Foi ouvindo essas histórias que resolvi, nos devaneios dos meus oito anos de idade, caçar ovos de galinha de angola. Campeei toda manhã pelas proximidades da casa da fazenda até descobrir uma galinha botando. Aproximei-me cuidadosamente e fiquei a espreita até que ela saísse para apanhar os ovos, colocá-los no boné e aparecer como um heroi diante dos meus primos e primas. Como a galinha estava demorando, resolvi pegar um pau para espantá-la. Mas o pau que vi se mexeu ao tocá-lo. Não era pau coisa nenhuma, mas uma grande cobra. Escapei por pouco graças ao barulho da galinha que deixou o réptil em dúvida para qual lado daria o seu bote.
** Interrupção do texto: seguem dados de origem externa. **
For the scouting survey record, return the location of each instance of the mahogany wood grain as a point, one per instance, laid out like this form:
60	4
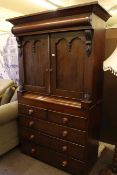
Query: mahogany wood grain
70	134
59	145
73	166
61	78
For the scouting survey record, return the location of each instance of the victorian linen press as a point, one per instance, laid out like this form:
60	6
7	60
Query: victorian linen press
60	64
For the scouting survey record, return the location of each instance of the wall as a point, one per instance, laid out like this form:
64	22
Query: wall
109	121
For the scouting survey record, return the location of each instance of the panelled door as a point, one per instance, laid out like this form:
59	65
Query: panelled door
36	63
67	64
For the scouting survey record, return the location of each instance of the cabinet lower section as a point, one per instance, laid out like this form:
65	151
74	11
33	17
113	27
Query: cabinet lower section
56	159
63	136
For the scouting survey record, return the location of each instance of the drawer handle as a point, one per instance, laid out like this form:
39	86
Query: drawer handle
31	123
65	120
33	150
64	163
30	112
64	133
32	137
64	148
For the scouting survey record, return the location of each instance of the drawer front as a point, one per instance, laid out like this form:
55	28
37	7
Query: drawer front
68	120
56	130
49	156
33	111
62	146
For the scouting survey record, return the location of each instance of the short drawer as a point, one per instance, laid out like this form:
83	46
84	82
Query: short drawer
68	120
53	129
68	148
32	111
51	157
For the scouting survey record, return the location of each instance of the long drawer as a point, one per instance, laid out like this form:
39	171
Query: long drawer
63	132
72	121
61	161
59	145
32	111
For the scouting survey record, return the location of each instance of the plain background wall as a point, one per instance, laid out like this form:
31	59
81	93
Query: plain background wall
109	118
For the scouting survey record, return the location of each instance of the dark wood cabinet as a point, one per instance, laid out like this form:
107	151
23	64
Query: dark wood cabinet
35	63
67	64
60	64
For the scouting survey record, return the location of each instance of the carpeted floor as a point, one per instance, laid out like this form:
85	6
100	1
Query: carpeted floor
16	163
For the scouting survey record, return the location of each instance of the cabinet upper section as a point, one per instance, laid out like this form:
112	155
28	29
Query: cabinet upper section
79	17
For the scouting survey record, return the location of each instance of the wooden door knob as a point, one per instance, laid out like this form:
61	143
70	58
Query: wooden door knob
65	120
64	163
64	148
30	112
32	137
33	150
64	133
31	123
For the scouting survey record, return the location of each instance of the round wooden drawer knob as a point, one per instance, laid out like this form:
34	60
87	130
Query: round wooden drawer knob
64	133
30	112
65	120
64	148
64	163
31	123
33	150
32	137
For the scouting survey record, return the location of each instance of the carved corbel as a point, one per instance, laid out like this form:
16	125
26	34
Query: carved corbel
88	41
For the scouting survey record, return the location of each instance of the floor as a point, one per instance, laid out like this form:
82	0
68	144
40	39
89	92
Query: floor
16	163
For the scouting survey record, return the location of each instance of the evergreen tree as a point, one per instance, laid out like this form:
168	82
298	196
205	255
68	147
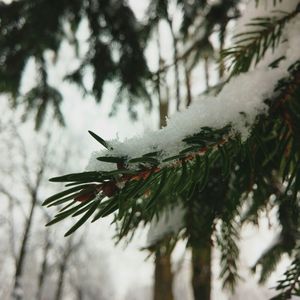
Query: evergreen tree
228	163
28	29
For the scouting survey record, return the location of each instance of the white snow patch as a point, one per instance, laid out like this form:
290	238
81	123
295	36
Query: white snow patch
239	103
170	221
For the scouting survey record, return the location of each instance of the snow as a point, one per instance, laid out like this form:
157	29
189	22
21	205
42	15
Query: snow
238	104
169	221
264	8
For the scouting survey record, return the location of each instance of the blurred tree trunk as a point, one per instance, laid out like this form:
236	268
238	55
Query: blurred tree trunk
201	272
163	277
44	267
17	289
62	270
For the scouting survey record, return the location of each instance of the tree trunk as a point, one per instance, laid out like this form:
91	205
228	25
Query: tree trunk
44	268
163	278
63	268
206	71
61	278
17	293
188	86
201	276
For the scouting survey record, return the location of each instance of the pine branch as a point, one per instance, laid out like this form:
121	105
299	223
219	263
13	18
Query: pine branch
290	285
137	185
250	46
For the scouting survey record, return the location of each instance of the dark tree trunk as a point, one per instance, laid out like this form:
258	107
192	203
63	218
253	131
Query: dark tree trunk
61	279
17	289
163	278
201	276
44	269
188	86
206	71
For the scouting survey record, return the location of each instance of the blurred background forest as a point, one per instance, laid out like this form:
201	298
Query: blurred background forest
118	68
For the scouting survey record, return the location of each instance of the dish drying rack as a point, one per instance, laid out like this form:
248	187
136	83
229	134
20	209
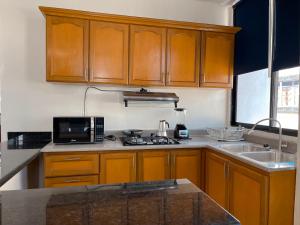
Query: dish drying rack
230	134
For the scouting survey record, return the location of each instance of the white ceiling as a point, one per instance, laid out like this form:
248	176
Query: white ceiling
222	2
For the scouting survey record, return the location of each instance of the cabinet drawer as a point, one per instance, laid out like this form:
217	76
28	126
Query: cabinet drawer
71	181
71	164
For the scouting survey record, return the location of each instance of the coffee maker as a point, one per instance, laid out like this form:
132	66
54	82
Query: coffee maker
181	132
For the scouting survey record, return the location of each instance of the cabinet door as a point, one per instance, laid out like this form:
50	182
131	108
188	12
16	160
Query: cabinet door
117	168
71	181
67	49
187	164
248	195
183	58
217	59
216	173
57	165
154	165
108	52
147	55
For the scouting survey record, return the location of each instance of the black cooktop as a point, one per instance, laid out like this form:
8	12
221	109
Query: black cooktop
149	140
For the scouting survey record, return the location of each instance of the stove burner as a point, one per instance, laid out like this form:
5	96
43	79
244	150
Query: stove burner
152	140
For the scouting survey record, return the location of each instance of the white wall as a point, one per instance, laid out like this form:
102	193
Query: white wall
29	102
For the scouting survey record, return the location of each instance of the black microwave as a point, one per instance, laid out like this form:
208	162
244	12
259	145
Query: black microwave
73	130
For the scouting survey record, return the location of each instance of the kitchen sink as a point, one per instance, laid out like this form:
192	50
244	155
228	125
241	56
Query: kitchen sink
269	156
244	147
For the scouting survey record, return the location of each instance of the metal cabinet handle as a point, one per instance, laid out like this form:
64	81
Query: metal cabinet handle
71	181
86	72
133	162
72	159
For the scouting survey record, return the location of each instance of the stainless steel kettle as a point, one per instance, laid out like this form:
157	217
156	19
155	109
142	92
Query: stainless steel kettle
162	128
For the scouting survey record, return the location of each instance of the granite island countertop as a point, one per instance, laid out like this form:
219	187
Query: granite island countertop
14	160
197	141
182	203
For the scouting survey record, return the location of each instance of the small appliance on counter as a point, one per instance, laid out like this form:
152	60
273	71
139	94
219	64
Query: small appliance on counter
162	128
28	140
78	130
181	132
135	138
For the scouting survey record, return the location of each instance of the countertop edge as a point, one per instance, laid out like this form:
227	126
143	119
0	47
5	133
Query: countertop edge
9	175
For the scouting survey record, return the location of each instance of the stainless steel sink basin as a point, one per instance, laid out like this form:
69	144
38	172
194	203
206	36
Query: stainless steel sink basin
243	147
269	157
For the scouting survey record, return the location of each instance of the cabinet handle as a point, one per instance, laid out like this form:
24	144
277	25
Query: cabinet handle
71	181
228	172
72	159
133	162
86	72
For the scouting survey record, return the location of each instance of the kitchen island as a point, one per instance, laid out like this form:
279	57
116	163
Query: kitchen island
160	203
13	160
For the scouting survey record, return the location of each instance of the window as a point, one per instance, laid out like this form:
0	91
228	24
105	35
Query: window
253	102
287	101
256	96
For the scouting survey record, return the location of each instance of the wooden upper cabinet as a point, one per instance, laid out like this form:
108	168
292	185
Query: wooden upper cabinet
183	57
186	164
217	59
67	49
117	167
248	195
216	184
147	55
109	52
154	165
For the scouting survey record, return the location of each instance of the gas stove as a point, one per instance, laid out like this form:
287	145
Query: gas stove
149	140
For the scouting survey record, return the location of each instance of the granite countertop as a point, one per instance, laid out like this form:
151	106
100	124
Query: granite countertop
197	141
14	160
183	203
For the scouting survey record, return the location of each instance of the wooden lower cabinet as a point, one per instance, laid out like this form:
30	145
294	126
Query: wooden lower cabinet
248	195
186	164
117	167
216	185
56	182
253	196
71	164
154	165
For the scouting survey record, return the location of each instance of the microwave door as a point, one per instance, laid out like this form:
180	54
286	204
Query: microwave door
72	130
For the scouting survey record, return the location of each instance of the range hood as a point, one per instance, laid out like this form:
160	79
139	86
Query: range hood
144	95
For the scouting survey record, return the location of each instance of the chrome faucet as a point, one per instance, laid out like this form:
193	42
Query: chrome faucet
280	134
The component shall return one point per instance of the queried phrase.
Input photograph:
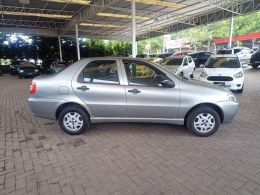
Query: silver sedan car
(97, 90)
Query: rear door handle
(134, 91)
(83, 88)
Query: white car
(183, 66)
(224, 70)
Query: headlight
(232, 97)
(203, 75)
(238, 75)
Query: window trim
(124, 61)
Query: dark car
(255, 59)
(200, 57)
(27, 69)
(46, 66)
(14, 65)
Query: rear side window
(100, 71)
(224, 51)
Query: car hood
(222, 71)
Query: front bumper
(236, 84)
(26, 74)
(229, 109)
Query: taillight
(33, 88)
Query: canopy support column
(60, 48)
(133, 29)
(77, 40)
(230, 32)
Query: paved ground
(123, 158)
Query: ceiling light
(123, 16)
(84, 2)
(160, 3)
(24, 1)
(156, 20)
(38, 15)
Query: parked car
(14, 65)
(81, 95)
(46, 66)
(200, 57)
(58, 66)
(27, 69)
(243, 53)
(224, 70)
(165, 55)
(183, 66)
(255, 59)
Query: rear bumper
(45, 108)
(229, 109)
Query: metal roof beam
(89, 12)
(246, 7)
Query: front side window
(100, 71)
(222, 62)
(246, 51)
(141, 73)
(185, 62)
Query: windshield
(222, 62)
(224, 51)
(176, 61)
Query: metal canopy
(111, 19)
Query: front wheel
(254, 65)
(203, 121)
(73, 120)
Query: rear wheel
(240, 90)
(73, 120)
(254, 65)
(203, 121)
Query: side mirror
(168, 84)
(244, 65)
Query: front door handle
(83, 88)
(134, 91)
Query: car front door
(146, 97)
(98, 86)
(246, 53)
(186, 67)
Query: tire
(81, 123)
(204, 129)
(192, 74)
(254, 65)
(240, 90)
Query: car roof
(225, 56)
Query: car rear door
(146, 97)
(98, 85)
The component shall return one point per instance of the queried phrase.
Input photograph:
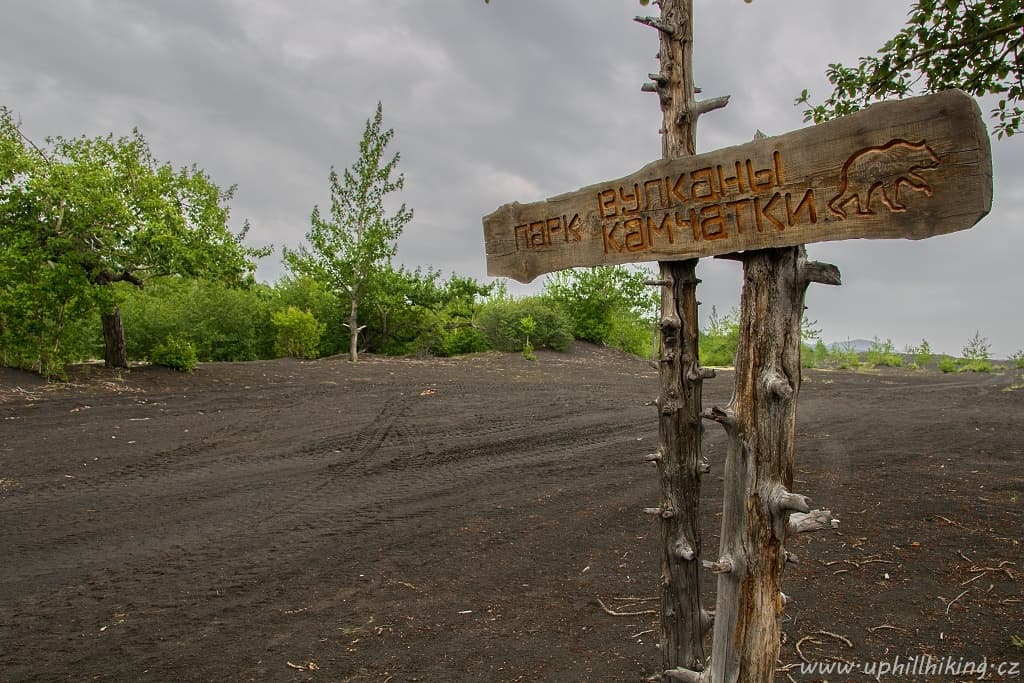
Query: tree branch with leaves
(974, 45)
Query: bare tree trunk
(679, 460)
(683, 622)
(760, 422)
(115, 354)
(353, 328)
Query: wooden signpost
(909, 169)
(912, 168)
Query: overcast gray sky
(514, 100)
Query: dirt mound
(403, 519)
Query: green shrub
(719, 341)
(175, 352)
(223, 323)
(846, 356)
(608, 305)
(947, 365)
(976, 366)
(882, 354)
(500, 318)
(922, 354)
(297, 333)
(976, 355)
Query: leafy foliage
(974, 45)
(356, 244)
(608, 305)
(501, 323)
(298, 333)
(883, 354)
(221, 322)
(977, 354)
(175, 352)
(923, 355)
(720, 339)
(85, 213)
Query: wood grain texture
(912, 169)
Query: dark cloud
(515, 99)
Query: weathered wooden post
(760, 422)
(683, 622)
(913, 169)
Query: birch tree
(358, 238)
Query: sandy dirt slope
(458, 520)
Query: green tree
(357, 242)
(974, 45)
(98, 211)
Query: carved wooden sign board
(911, 168)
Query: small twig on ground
(1011, 574)
(617, 613)
(949, 521)
(801, 642)
(971, 581)
(950, 603)
(843, 639)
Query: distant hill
(859, 345)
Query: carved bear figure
(885, 168)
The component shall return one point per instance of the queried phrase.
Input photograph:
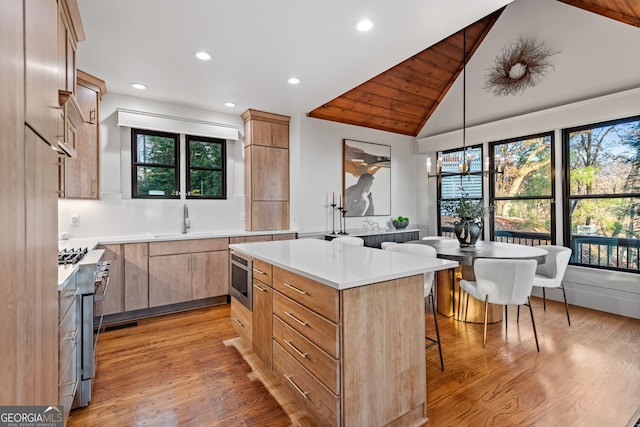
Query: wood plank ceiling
(403, 98)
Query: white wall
(315, 164)
(609, 291)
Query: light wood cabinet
(266, 152)
(187, 270)
(42, 110)
(81, 174)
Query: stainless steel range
(92, 279)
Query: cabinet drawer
(187, 246)
(241, 320)
(320, 298)
(262, 271)
(315, 328)
(323, 405)
(319, 363)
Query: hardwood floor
(175, 370)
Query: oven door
(241, 273)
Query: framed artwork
(366, 179)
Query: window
(155, 169)
(602, 194)
(524, 194)
(206, 176)
(452, 187)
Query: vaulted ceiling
(403, 98)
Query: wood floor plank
(176, 370)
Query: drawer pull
(295, 289)
(298, 389)
(295, 318)
(290, 344)
(72, 336)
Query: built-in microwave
(240, 279)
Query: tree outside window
(602, 194)
(206, 160)
(524, 193)
(155, 165)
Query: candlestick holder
(333, 218)
(343, 227)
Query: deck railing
(594, 251)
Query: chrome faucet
(186, 223)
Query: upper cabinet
(42, 110)
(266, 168)
(82, 172)
(69, 33)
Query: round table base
(448, 298)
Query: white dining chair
(427, 251)
(348, 240)
(551, 273)
(504, 282)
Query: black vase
(467, 231)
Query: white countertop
(341, 266)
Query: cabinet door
(136, 273)
(42, 109)
(113, 301)
(169, 279)
(81, 172)
(269, 174)
(270, 134)
(262, 321)
(210, 274)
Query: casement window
(206, 161)
(155, 164)
(451, 187)
(602, 194)
(156, 172)
(523, 195)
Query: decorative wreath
(522, 64)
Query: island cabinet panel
(319, 401)
(241, 320)
(169, 279)
(324, 333)
(318, 297)
(389, 311)
(309, 355)
(262, 321)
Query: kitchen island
(343, 328)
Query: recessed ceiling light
(203, 56)
(364, 25)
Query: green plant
(465, 207)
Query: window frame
(189, 168)
(567, 197)
(535, 238)
(135, 163)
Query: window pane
(205, 154)
(155, 149)
(519, 221)
(155, 181)
(605, 160)
(526, 166)
(206, 183)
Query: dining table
(447, 287)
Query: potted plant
(470, 212)
(400, 222)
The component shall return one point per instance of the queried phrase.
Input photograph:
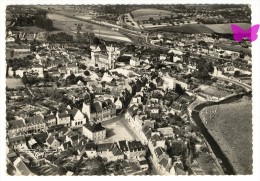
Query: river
(226, 165)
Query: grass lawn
(146, 13)
(117, 132)
(69, 25)
(188, 28)
(226, 28)
(14, 83)
(232, 129)
(207, 164)
(213, 91)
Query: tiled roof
(155, 137)
(158, 151)
(90, 146)
(143, 162)
(67, 145)
(49, 117)
(63, 115)
(163, 162)
(97, 107)
(41, 138)
(74, 111)
(132, 110)
(116, 151)
(34, 120)
(135, 146)
(123, 146)
(22, 168)
(16, 124)
(50, 139)
(16, 139)
(104, 147)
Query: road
(247, 87)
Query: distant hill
(226, 28)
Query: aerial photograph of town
(127, 90)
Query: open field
(213, 91)
(69, 25)
(116, 131)
(14, 83)
(226, 28)
(156, 14)
(231, 127)
(188, 28)
(207, 164)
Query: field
(213, 91)
(156, 14)
(188, 28)
(117, 132)
(69, 25)
(226, 28)
(231, 127)
(14, 83)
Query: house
(131, 111)
(134, 61)
(104, 149)
(63, 119)
(99, 110)
(162, 57)
(117, 153)
(32, 143)
(110, 151)
(164, 165)
(35, 124)
(123, 147)
(52, 142)
(22, 49)
(17, 143)
(50, 120)
(16, 127)
(21, 168)
(159, 153)
(118, 104)
(65, 146)
(145, 134)
(73, 139)
(77, 118)
(37, 69)
(179, 169)
(41, 138)
(136, 149)
(90, 150)
(94, 131)
(72, 68)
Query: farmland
(156, 14)
(14, 83)
(213, 91)
(226, 28)
(69, 25)
(231, 127)
(187, 28)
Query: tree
(179, 89)
(87, 73)
(210, 67)
(236, 73)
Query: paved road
(247, 87)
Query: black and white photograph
(128, 89)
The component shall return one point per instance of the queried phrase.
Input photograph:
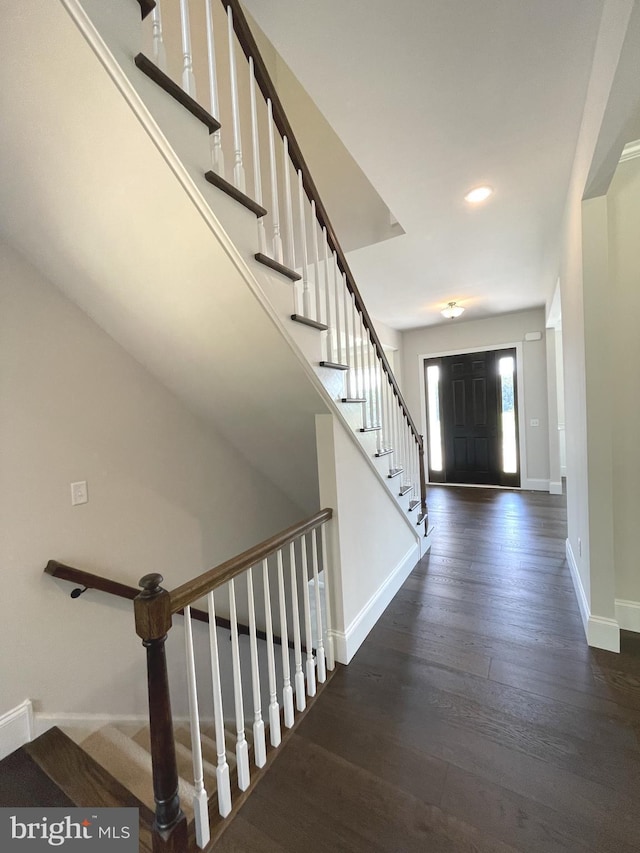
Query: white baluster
(259, 742)
(327, 292)
(357, 360)
(386, 393)
(372, 384)
(242, 748)
(320, 656)
(316, 263)
(326, 560)
(238, 168)
(301, 701)
(200, 798)
(275, 210)
(394, 458)
(188, 80)
(306, 296)
(288, 209)
(364, 369)
(287, 690)
(274, 707)
(222, 770)
(311, 664)
(158, 51)
(337, 301)
(217, 155)
(257, 175)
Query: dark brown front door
(472, 398)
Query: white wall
(374, 548)
(458, 336)
(166, 494)
(391, 340)
(611, 99)
(623, 204)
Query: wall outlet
(79, 493)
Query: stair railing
(291, 573)
(265, 165)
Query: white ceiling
(433, 97)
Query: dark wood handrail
(146, 6)
(263, 79)
(194, 589)
(121, 590)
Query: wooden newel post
(153, 621)
(424, 512)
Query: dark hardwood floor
(474, 717)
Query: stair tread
(130, 763)
(171, 88)
(24, 784)
(85, 781)
(184, 759)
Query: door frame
(522, 438)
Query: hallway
(474, 717)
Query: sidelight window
(433, 408)
(508, 415)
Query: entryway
(472, 417)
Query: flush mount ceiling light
(452, 310)
(478, 194)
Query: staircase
(248, 252)
(250, 174)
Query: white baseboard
(16, 728)
(628, 614)
(534, 485)
(601, 632)
(583, 604)
(84, 723)
(347, 643)
(604, 633)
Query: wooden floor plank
(474, 717)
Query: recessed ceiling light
(478, 194)
(452, 311)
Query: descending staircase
(332, 334)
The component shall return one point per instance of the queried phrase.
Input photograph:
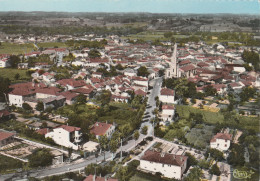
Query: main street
(82, 163)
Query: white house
(140, 81)
(169, 165)
(4, 63)
(221, 141)
(167, 112)
(67, 136)
(167, 96)
(102, 129)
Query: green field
(52, 45)
(249, 123)
(10, 73)
(210, 117)
(16, 49)
(151, 36)
(7, 164)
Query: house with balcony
(169, 165)
(102, 129)
(68, 136)
(167, 96)
(221, 141)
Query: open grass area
(8, 165)
(10, 73)
(16, 49)
(210, 117)
(52, 45)
(249, 123)
(151, 36)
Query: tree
(216, 154)
(17, 76)
(104, 97)
(113, 145)
(14, 60)
(142, 71)
(40, 157)
(144, 130)
(123, 173)
(4, 88)
(236, 157)
(191, 160)
(103, 141)
(44, 124)
(70, 150)
(94, 53)
(215, 170)
(27, 107)
(81, 99)
(136, 135)
(194, 175)
(40, 106)
(210, 91)
(168, 34)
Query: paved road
(82, 163)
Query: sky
(152, 6)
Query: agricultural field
(249, 123)
(200, 136)
(52, 45)
(8, 165)
(210, 117)
(16, 49)
(151, 36)
(10, 73)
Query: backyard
(8, 165)
(16, 49)
(10, 73)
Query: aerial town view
(129, 90)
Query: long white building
(169, 165)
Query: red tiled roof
(99, 128)
(223, 136)
(90, 178)
(140, 92)
(72, 82)
(188, 67)
(165, 158)
(69, 95)
(69, 128)
(83, 90)
(4, 113)
(42, 131)
(184, 62)
(168, 92)
(5, 135)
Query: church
(177, 70)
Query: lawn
(13, 48)
(119, 112)
(151, 36)
(249, 123)
(10, 73)
(210, 117)
(52, 45)
(8, 164)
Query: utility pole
(121, 154)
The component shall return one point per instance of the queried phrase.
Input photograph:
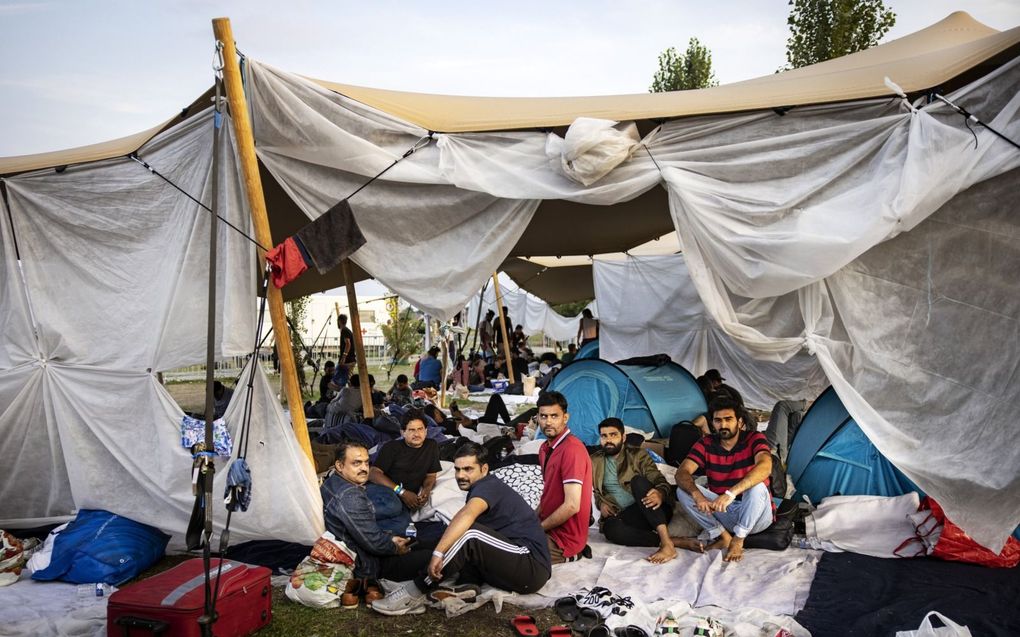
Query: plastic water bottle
(93, 593)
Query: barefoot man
(633, 498)
(737, 464)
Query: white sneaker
(404, 600)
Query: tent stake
(256, 201)
(503, 325)
(359, 347)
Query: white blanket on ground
(32, 608)
(870, 525)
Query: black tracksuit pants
(483, 556)
(634, 526)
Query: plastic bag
(951, 628)
(320, 578)
(592, 148)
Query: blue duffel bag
(100, 546)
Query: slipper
(630, 631)
(566, 607)
(587, 620)
(524, 626)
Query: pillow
(100, 546)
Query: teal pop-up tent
(650, 399)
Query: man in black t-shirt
(404, 474)
(496, 538)
(347, 355)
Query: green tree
(297, 310)
(403, 337)
(681, 71)
(571, 310)
(822, 30)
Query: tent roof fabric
(921, 60)
(918, 61)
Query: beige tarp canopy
(946, 54)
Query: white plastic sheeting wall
(649, 305)
(115, 263)
(525, 309)
(769, 209)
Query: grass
(293, 620)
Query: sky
(74, 72)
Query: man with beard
(565, 508)
(494, 539)
(349, 516)
(737, 464)
(633, 498)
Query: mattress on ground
(855, 594)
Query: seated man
(494, 539)
(737, 465)
(404, 474)
(400, 393)
(565, 508)
(221, 395)
(346, 404)
(429, 370)
(349, 516)
(632, 495)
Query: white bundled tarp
(649, 305)
(776, 214)
(116, 266)
(525, 309)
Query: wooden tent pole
(260, 219)
(443, 374)
(359, 346)
(503, 326)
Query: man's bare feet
(664, 554)
(687, 543)
(721, 542)
(735, 550)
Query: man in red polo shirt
(737, 464)
(565, 509)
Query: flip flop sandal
(567, 608)
(587, 620)
(524, 626)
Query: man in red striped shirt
(737, 464)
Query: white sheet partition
(525, 309)
(774, 213)
(649, 305)
(116, 264)
(427, 241)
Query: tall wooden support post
(260, 219)
(503, 326)
(359, 346)
(443, 374)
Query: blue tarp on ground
(830, 456)
(648, 399)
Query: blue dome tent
(646, 397)
(830, 456)
(588, 351)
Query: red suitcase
(170, 603)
Achou os ovos? Perguntou minha prima. Ainda assustado não quis nem conversa e dei uma desculpa qualquer. Naquele dia e no que se seguiu fiquei ainda assombrado com a possibilidade de ter morrido picado por uma cobra venenosa, cujas histórias há muito ouvia falar. Contava-se que um empregado da fazenda foi picado por uma jararaca e como naquele tempo não havia carro, até arrear o cavalo e atrelá-lo à carroça, não houve tempo para chegar até a cidade, distante dezoito quilômetros da fazenda. O pobre homem morreu no caminho deixando mulher e filhos pequenos. Mas no jantar ninguém entendeu porque eu não comi da galinha, mas também não contei. Há razões que a própria razão desconhece.
Num dia desses, acompanhado da família, tentei resgatar o sabor da galinha de angola e fomos a um restaurante especializado em pratos africanos. A decoração era esmerada, com objetos e fotografias do velho continente. Os talheres, pratos e copos eram todos de madeira africana, conforme rezava o cardápio. Sentamos e fomos gentilmente atendidos por uma garçonete negra vestida a caráter. “Vocês tem galinha-d’angola?” Perguntei ansioso. Ela respondeu afirmativamente e fizemos o pedido.
Logo depois a moça retornou dizendo: “Infelizmente a galinha-d’angola acabou. Vocês aceitariam outro prato? Temos...”
Apesar da gentileza da moça, recusamos a oferta e desistimos de comer no restaurante africano, pois o objetivo era mesmo comer a tal galinha, que eu cantava em prosa e verso. Acabamos indo para uma casa de massas, por sugestão de minha mulher. Lá enquanto degustávamos uma deliciosa pasta à bolonhesa, fiquei refletindo sobre a distância cultural entre a Itália, África e a galinha-d’angola preparada pela dona Isabel, mulher do meu tio, uma portuguesa trasmontana, que usou temperos tipicamente brasileiros. Assim me dei conta de que o Brasil de minha infância está se acabando e o sabor da galinha-d’angola foi substituído por um molho tipicamente italiano.
Renato Ladeia
Renato Ladeia
Gostosa história. Aqui em casa elas passam voando por cima do telhado. Tá duro de acertar uma. Quando eu conseguir te chamo. Grande abraço. Dédo.